The foundation of our training lies in the main operating room. More than half of our operating rooms are dedicated to the great variety of procedures performed in this ever-broadening arena: General Surgery, Plastic Surgery, Orthopedic Surgery, Otolaryngology, Gynecology, Urology, Vascular Surgery, Neurosurgery and Trauma Surgery comprise an abridged list of all those who work here.
The General OR is every resident's first rotation, as well as where most of the first clinical training year is spent. It is where our first two books are read and where the clinical habits of a lifetime are forged. Our General Inpatient Operating Room is one of great camaraderie and collegiality. We know how fortunate we are to get to perform anesthesia every day and we do not forget it. It is our pleasure to instill this same passion for the field in each of our residents.

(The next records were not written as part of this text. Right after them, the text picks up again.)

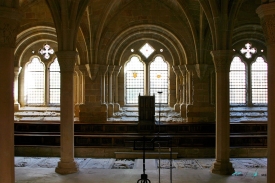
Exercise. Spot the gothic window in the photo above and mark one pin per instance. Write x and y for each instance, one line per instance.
(248, 79)
(54, 82)
(159, 79)
(35, 82)
(259, 81)
(134, 80)
(237, 82)
(42, 80)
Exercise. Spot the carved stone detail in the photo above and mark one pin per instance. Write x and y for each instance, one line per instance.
(92, 70)
(266, 13)
(67, 60)
(268, 24)
(201, 70)
(9, 25)
(222, 60)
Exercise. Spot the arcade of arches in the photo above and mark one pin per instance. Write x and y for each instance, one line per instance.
(91, 59)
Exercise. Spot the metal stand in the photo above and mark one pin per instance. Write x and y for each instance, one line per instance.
(144, 177)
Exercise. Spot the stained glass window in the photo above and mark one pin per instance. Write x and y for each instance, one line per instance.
(159, 80)
(54, 82)
(35, 76)
(146, 50)
(237, 82)
(134, 80)
(259, 81)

We take an "Airway First" approach to Anesthesiology. We initially teach the use of both common laryngoscope blades along an anatomy guided algorithm. This same algorithm quickly leads to training in ancillary airway devices of primary importance, such as the LMA and bougie, as well as more advanced devices like the fiberoptic bronchoscope, lightwand, Bullard and Glidescope. Every device has a failure rate, so we train everyone in several different tools to provide safe redundancy. We especially emphasize the awake intubation to remain comfortably aligned with the American Board of Anesthesiology’s Difficult Airway Algorithm.

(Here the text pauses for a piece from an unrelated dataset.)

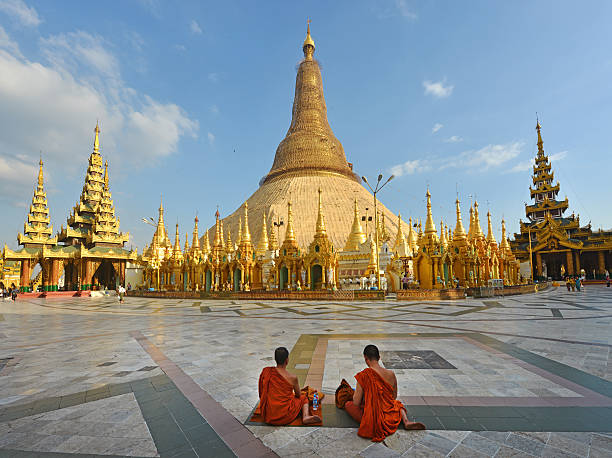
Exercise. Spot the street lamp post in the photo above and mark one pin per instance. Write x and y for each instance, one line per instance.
(375, 191)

Our residents perform dozens of awake fiberoptic intubations during their residency and can do so in 5-10 minutes. This technique must be crisp and efficient or it will be underutilized later, especially in the private sector. We teach numerous methods to obliterate the cough and gag reflex to include nerve blocks and topical approaches. The sedation for such procedures can be complex and is adjusted for each patient. We have more than a dozen fiberscopes available in our operating room at all times, which has allowed our residents to get their “scope time” below 10 seconds. The last 150 graduates from our program have acquired this skill through the only known method for advanced skills acquisition: practice. We also expect dozens of lightwands, intubating LMAs, bullards and glidescopes to round out more than 200 ancillary airway intubations while training in our OR.
Anesthetic maintenance is especially valued in our training scheme because it is the key to a safe, smooth and timely emergence. We teach and use isoflurane, sevoflurane, desflurane, as well as the judicious use of nitrous oxide. Agent selection is a crucial decision we make each case based upon procedure duration, closure time, opioid selection, whether or not nitrous oxide can be used, and the storage characteristics of each agent. Opioids are also crucial to the practice of anesthesiology. Although advanced utilization will be taught on our Acute Pain Service, our Chronic Pain month, and during our Neuroanesthesia rotations, the introduction to the judicious use of opioids begins in the general operating room. By the end of residency, our trainees are comfortable in the use of more than a dozen opioids, and especially comfortable with intraoperative infusions of fentanyl, sufentanil, alfentanil, and remifentanyl.